I voted today. Always a nice feeling. But while anticipating this event, I suddenly recalled something that happened, TWENTY YEARS AGO, on the eve of the 1992 Presidential election (Bush I v. Clinton). The night before that election, I launched a little theater company in a Deep Ellum bar with a small group of wild-eyed romantics. As part of the celebration, we performed a political satire I’d written called “Lend Me Your Ears,” a 45-minute piece comprised entirely of Shakespearean mash-ups.
This eve, after I got over the trauma of realizing that this event occurred TWENTY YEARS AGO, which means that I am OLD, I thought I might as well try to blog about it. It’s not that I can whip out the script and quote passages. That script is long gone, as much a victim of “Time’s bending sickle” as I am. I only remember a few random bits and those unforgettable characters—Bush asking us to read his lips, Clinton asking us to look past Jennifer Flowers’ big hair, Pat Buchanan inciting a culture war, Ross Perot with his fantastic ears. And I remember a packed house. And lots of laughter. Perhaps that could have been because of the alcohol that was flowing freely. But I prefer to think that the crowd actually understood the resonances between the Bard’s work and current events and found it all hilarious.

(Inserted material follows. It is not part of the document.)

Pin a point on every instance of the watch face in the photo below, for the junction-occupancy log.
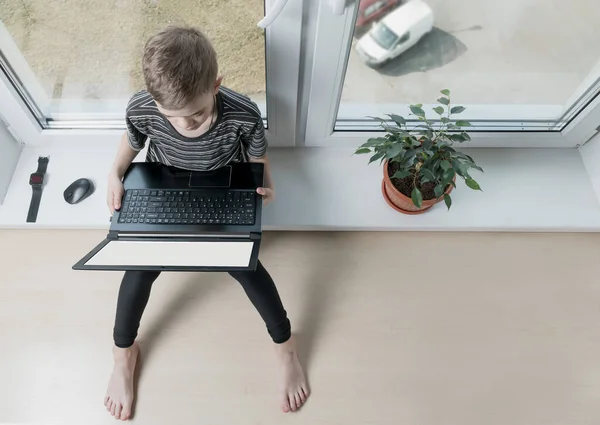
(36, 179)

Shakespeare is full of subtle political commentary that has, unlike my memory, withstood the test of time. For instance, there is the scene in Richard III in which Buckingham, basically, Richard’s chief campaign strategist, advises Richard to resist the offer of power “but by mighty suit” and to make sure that, when he is approached about assuming the throne, he “get a prayer-book in [his] hand” and be seen “stand[ing] betwixt two churchmen.” Political leaders still know that we prefer the idea of a politician who, like Plato’s Philosopher King, has to be dragged reluctantly into a race because, despite his personal preference for things spiritual, he will assume the mantle of power only because “his country needs him.” So politicians still play that game. And, amazingly, people still fall for it.
Because has so many political insights to offer, until this excruciatingly long, contentious, and close election is behind us, I am just going to offer up some. That exercise will, perhaps, remind that, even before the advent of modern democracy, human beings have been indulging in the same silly antics. Meanwhile, we can also marvel that, even as we are bludgeoned with those silly antics, many refuse to lose faith entirely in the idea that we deserve better.